The first hour is a dilly, though--it lays its fingers on the pulse of the end-of-the-studios era the way that Singin' in the Rain did for the advent of talkies. The film-within-the-film's cheesiness was perfect; I hope to see it someday on a double-bill with "Fritz Lang's 'Odyssey'". Even more bracing was the attempt to enlighten audiences about the hoops movies have to jump through in order to get financed. As Jack Horner says, "It's an important part of the process."
Posted by: Tom Block | February 09, 2011 at 04:22 PM
I've always wondered why this doesn't have a better reputation. Is it because of the cuts MGM imposed? Even in his autobiography, Minnelli seems to dismiss the released version, but is apparently quite proud of the movie he originally made. He should have been pleased anyway--it seems obvious that this was his last great film.
Posted by: Pinback | February 09, 2011 at 06:21 PM
The cameraman in the movie within the movie is named Mario. : )
And I'm sure the sportscar-out-of-control sequence was in the back of Fellini's mind, maybe even right up front, when he was making TOBY DAMMIT.
Posted by: Tim Lucas | February 10, 2011 at 03:38 AM
I [heart] the shit out of this movie. Saw it as part of the Minnelli series at MoMA a few years back, will never forget it.
Do you like YOLANDA AND THE THIEF?
Posted by: Jaime | February 10, 2011 at 10:22 AM
The second greatest George Hamilton picture of all time.
Posted by: Michael Adams | February 10, 2011 at 10:48 AM
@ Jaime: Yes, I DO like "Yolanda," not as much as "The Pirate," but very much.
@ Michael Adams: Yea, verily.
Posted by: Glenn Kenny | February 10, 2011 at 10:58 AM
Maybe this is one of those cases where I had to be there at the time or maybe know something about what was cut out to understand why it doesn't have a better rep, but you know what?
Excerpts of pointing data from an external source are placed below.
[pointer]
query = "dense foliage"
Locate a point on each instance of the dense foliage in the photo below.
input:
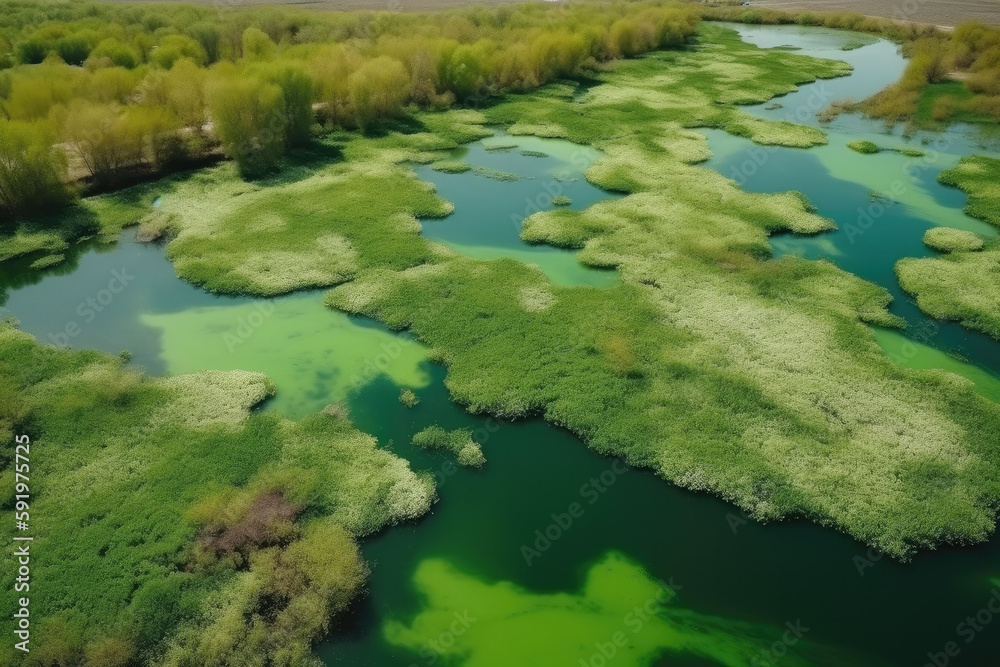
(171, 526)
(459, 442)
(721, 370)
(133, 89)
(952, 75)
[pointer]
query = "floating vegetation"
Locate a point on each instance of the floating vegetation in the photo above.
(408, 398)
(858, 42)
(451, 167)
(620, 365)
(153, 227)
(978, 177)
(865, 147)
(46, 261)
(496, 175)
(459, 442)
(499, 145)
(174, 514)
(947, 239)
(965, 284)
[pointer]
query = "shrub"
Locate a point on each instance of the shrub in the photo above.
(378, 91)
(249, 119)
(408, 398)
(459, 442)
(32, 169)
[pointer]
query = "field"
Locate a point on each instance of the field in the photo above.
(945, 13)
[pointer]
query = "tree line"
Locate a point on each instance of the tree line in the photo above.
(968, 56)
(95, 92)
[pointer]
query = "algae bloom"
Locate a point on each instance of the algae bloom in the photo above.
(620, 616)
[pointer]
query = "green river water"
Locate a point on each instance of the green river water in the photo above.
(552, 555)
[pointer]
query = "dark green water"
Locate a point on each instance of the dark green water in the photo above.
(738, 584)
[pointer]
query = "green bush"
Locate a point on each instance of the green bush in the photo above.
(249, 119)
(32, 170)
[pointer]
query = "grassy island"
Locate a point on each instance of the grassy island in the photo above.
(965, 284)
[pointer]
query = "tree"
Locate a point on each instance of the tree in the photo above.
(297, 89)
(32, 170)
(174, 47)
(257, 45)
(120, 54)
(105, 138)
(378, 90)
(249, 120)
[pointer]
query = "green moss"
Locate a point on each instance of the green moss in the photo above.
(864, 147)
(47, 261)
(947, 239)
(979, 177)
(496, 175)
(858, 41)
(140, 471)
(714, 365)
(704, 335)
(459, 442)
(964, 285)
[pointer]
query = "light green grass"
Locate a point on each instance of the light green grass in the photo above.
(138, 471)
(864, 147)
(948, 239)
(964, 285)
(459, 442)
(451, 167)
(710, 363)
(722, 370)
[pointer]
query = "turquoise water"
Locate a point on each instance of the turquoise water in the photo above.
(739, 586)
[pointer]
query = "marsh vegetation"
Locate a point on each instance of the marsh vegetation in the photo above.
(964, 285)
(180, 528)
(709, 362)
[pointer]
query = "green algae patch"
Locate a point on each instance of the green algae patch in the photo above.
(172, 514)
(964, 285)
(279, 338)
(619, 616)
(451, 167)
(46, 261)
(698, 87)
(913, 354)
(708, 362)
(948, 239)
(459, 442)
(864, 147)
(495, 174)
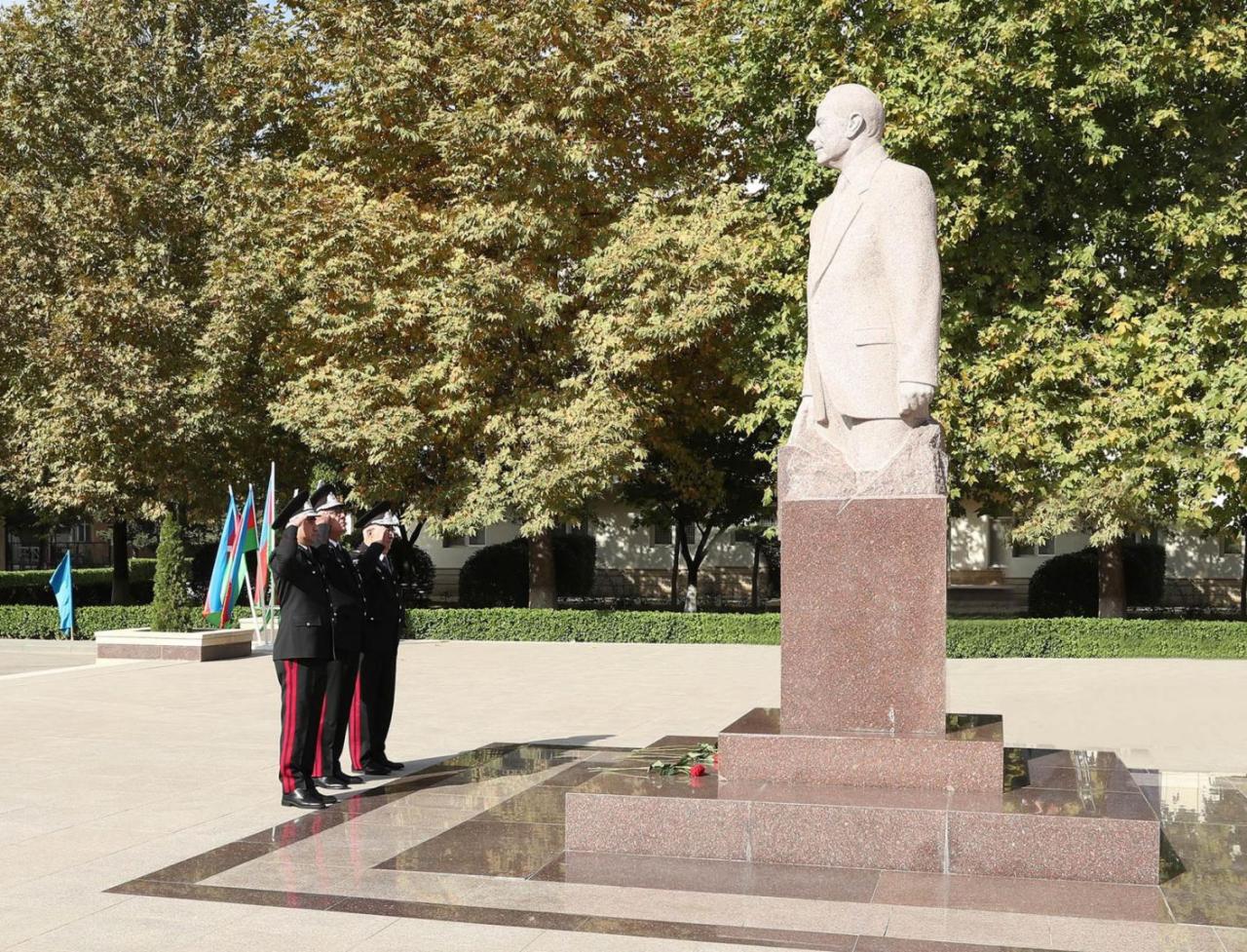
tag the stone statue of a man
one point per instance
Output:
(873, 293)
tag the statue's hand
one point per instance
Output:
(914, 401)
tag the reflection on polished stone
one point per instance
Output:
(535, 805)
(744, 879)
(497, 813)
(484, 849)
(1210, 882)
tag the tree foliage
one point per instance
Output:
(471, 267)
(117, 123)
(172, 586)
(1089, 164)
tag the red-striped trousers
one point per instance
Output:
(302, 681)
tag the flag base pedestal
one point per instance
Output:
(142, 643)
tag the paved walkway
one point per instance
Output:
(120, 770)
(20, 657)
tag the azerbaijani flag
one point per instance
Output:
(228, 530)
(244, 543)
(266, 537)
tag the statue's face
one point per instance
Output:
(832, 133)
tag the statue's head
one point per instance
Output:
(849, 116)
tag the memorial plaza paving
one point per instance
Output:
(141, 810)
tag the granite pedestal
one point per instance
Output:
(860, 766)
(142, 643)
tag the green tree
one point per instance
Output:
(435, 274)
(1087, 159)
(119, 120)
(172, 582)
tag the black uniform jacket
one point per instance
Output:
(346, 597)
(383, 612)
(306, 628)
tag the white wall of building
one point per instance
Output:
(620, 546)
(976, 544)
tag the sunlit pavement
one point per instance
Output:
(123, 771)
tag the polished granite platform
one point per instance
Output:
(479, 837)
(907, 802)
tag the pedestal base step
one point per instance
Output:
(1090, 822)
(969, 756)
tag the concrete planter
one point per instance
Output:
(173, 645)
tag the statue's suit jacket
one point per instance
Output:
(873, 292)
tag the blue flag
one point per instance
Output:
(62, 587)
(212, 603)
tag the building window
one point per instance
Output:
(1045, 548)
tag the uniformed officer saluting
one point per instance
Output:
(347, 600)
(383, 623)
(303, 648)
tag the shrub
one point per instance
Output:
(498, 575)
(1095, 637)
(44, 622)
(415, 572)
(1069, 586)
(575, 559)
(522, 624)
(171, 587)
(966, 637)
(92, 587)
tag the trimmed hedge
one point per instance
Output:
(498, 575)
(92, 587)
(1095, 637)
(966, 637)
(43, 622)
(526, 624)
(1069, 584)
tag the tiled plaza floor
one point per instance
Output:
(142, 814)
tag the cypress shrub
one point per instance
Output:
(415, 572)
(172, 584)
(1069, 586)
(498, 575)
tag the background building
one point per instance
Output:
(988, 573)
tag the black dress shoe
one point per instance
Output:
(304, 799)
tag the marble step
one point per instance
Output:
(1090, 823)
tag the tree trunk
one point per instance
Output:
(120, 563)
(693, 564)
(691, 590)
(542, 581)
(675, 565)
(753, 578)
(1242, 581)
(1113, 581)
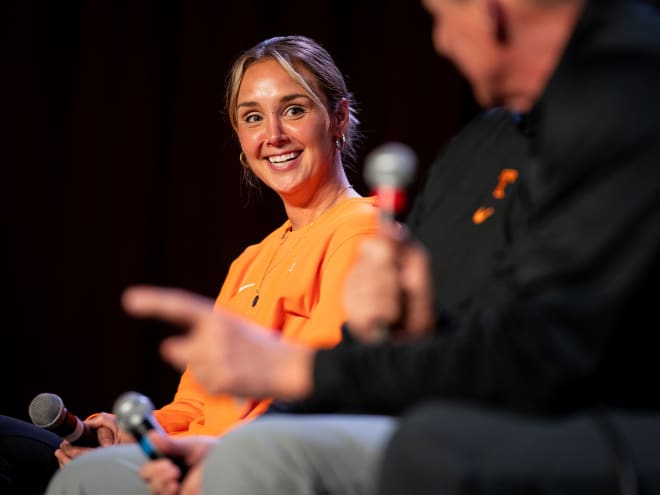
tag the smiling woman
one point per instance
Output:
(296, 123)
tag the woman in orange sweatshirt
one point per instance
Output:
(296, 124)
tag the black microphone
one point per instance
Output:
(134, 415)
(388, 170)
(47, 411)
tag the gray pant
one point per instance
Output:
(287, 454)
(103, 471)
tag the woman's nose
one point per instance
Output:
(276, 134)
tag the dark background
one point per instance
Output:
(120, 168)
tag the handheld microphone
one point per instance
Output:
(134, 414)
(47, 411)
(388, 170)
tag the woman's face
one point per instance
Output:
(282, 131)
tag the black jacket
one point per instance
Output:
(555, 304)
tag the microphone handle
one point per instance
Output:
(150, 450)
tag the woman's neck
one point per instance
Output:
(299, 216)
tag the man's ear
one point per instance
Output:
(498, 20)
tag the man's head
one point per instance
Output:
(506, 49)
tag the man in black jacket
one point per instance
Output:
(544, 373)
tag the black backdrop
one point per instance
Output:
(120, 168)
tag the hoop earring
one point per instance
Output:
(243, 160)
(340, 142)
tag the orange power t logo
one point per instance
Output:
(507, 176)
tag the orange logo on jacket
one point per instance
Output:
(507, 176)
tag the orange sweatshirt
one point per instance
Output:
(298, 276)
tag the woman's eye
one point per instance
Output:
(252, 118)
(295, 111)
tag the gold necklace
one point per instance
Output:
(307, 227)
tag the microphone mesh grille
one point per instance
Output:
(45, 409)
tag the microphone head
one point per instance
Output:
(392, 164)
(46, 410)
(131, 409)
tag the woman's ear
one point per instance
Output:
(341, 115)
(498, 20)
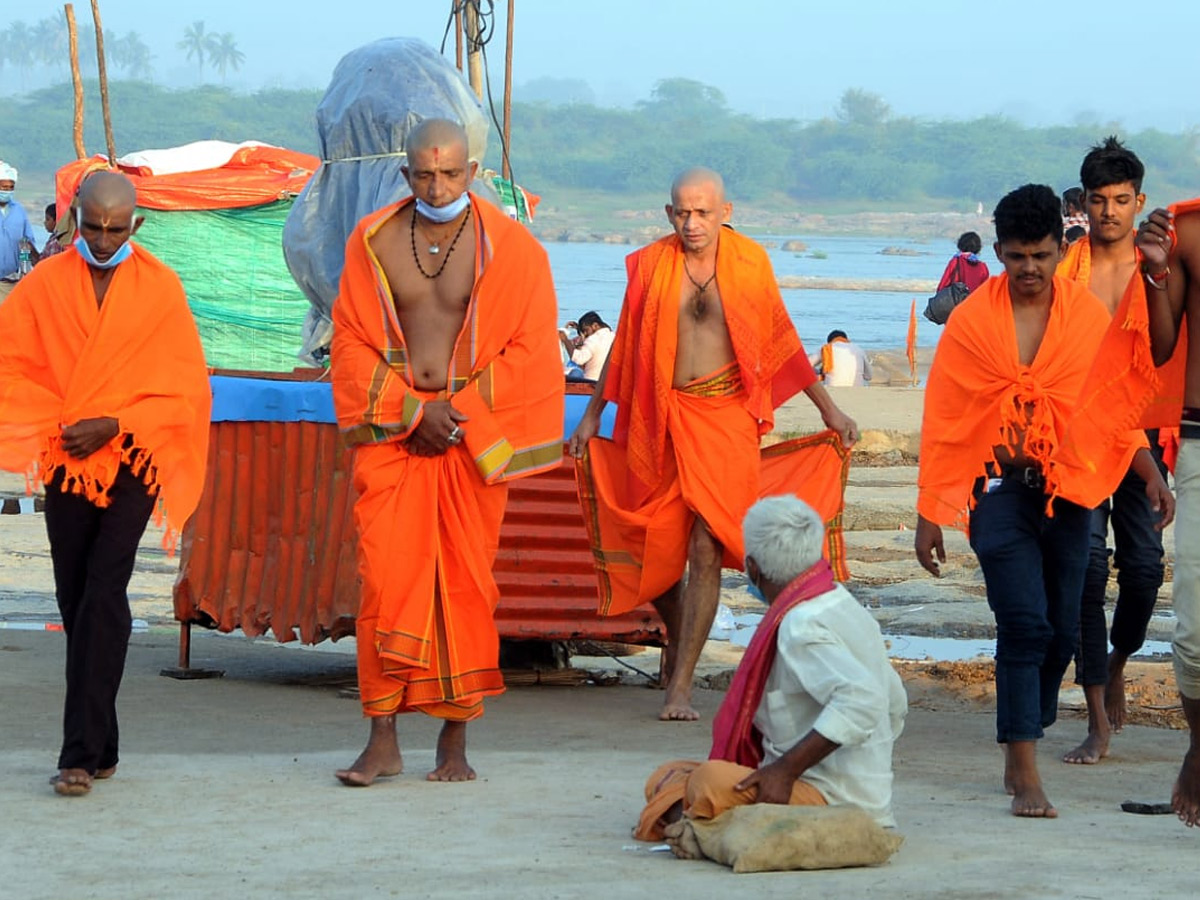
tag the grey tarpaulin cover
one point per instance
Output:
(377, 95)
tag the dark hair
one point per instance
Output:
(1030, 214)
(592, 318)
(970, 243)
(1111, 163)
(1072, 201)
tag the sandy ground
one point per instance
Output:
(226, 785)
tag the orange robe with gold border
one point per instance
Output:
(691, 451)
(429, 527)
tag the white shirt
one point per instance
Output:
(832, 675)
(592, 355)
(851, 369)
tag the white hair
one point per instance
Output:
(784, 534)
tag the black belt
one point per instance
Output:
(1027, 475)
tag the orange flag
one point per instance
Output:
(911, 346)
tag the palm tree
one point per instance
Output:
(196, 43)
(223, 53)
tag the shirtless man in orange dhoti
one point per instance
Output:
(705, 353)
(448, 384)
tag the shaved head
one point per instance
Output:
(433, 133)
(697, 177)
(108, 191)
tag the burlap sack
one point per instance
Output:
(766, 837)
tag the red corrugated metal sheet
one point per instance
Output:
(273, 546)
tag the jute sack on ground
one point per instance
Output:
(766, 837)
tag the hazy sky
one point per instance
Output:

I love this movie. I think it's absolutely beautiful.
Posted by: Mr. Peel | February 10, 2011 at 01:00 PM
GK, one thing you didn't get into is the amazing shift in tone -- and,cough, mise-en-scene -- that gets underway at Kruger's anniversary dinner. The first hour or so is pretty conventionally staged by Minnelli's standards and often just not that good, I think, but from then on we're flagrantly in delirium land. What I couldn't detect is a switch-throwing moment that would tell us we're watching Jack's fantasy of vindication, but is there one that you can see?
Posted by: Tom Carson | February 11, 2011 at 06:44 PM
Wonder why this isn't available on Netflix. This is a film I have been longing to see for years, since it popped up rather unaccountably in some otherwise conservative Greatest Films Ever Made book I had as a kid (was it Bosley Crowther's book? Nah, couldn't be).
Posted by: Unkle Rusty | February 11, 2011 at 07:28 PM
I really love the rear projection in this film. Especially the iris splashes of yellow headlights in the sportscar sequence. I read Shaw's novel last summer. In the book, Andrus isn't in a sanitarium, but is stuck in a dull reality of a PR job with a boring wife and kids in Paris. At the end of his two-week delirium in Rome, he runs back to "reality" while in the movie he races toward unreality of Hollywood, and as you suggest, perhaps to another round of disappointment. Both scenarios work in their respective mediums. Damn good movie.